The fix is alloy substitution:
- DZR brass (dezincification-resistant) — alloys formulated with <15% Zn or with tin, arsenic, or phosphorus inhibitors. Look for “DZR” or “dezincification-resistant” markings on fittings and valves.
- Bronze (Cu-Sn alloy) — immune to dezincification.
- Stainless steel for high-stress or critical applications.
Why it matters to a homeowner
Most homeowners don’t see dezincification by name — they see a hose-bib that cracked during a freeze, a ball valve that snapped, or a brass compression fitting that suddenly weeps after years of working fine. The pattern is sneaky because the part looks intact until a load (freeze, water hammer, mechanical stress) finishes the failure.

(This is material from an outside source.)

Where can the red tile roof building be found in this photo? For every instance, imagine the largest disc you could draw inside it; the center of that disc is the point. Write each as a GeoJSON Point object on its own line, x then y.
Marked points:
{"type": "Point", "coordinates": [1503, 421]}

When a plumber recommends “DZR brass” or “no-lead bronze fittings” on a Seattle remodel, they’re protecting the work against chloramine-driven dezincification. The cost difference is small per fitting; the lifespan difference can be significant.
Common failure modes
- Hose-bib body cracks during freeze. Often porous from prior dezincification.
- Brass ball-valve handle snaps; body leaks. Stress meets weakened structure.
- Compression fitting fails at the ferrule seat. Slow weep that wasn’t there last year.
- Early “lead-free” 2014-era brass with Zn > 20% — early failures across the industry.
Common variants
- Dezincification (Zn out of brass) vs. galvanic corrosion (anode metal sacrifices in dissimilar-metal cell). Different mechanisms.
- DZR brass (resistant) vs. standard brass (vulnerable). The marking matters.
- Bronze (Cu-Sn) vs. brass (Cu-Zn). Bronze is immune.
Washington note
Seattle Public Utilities disinfects with chloramine (chlorine combined with ammonia) — confirmed through SPU’s water-quality reporting. Chloraminated water is the typical accelerator for brass dezincification on vulnerable alloys. For Seattle homes, this means:
- Specify DZR brass or bronze on remodels, especially for hose bibs, valve bodies, and compression fittings.
- Replace, don’t repair, brass components showing red discoloration or porous failure.
- Inspect annually outdoor faucets and exposed brass before freeze season.
Tacoma and Bellevue water disinfectant strategies vary; Cascade Water Alliance member utilities use mixtures including chlorine and chloramine depending on the source and season. If your municipal water uses chloramine, the dezincification risk applies; consult your utility’s water-quality report for current disinfectant strategy.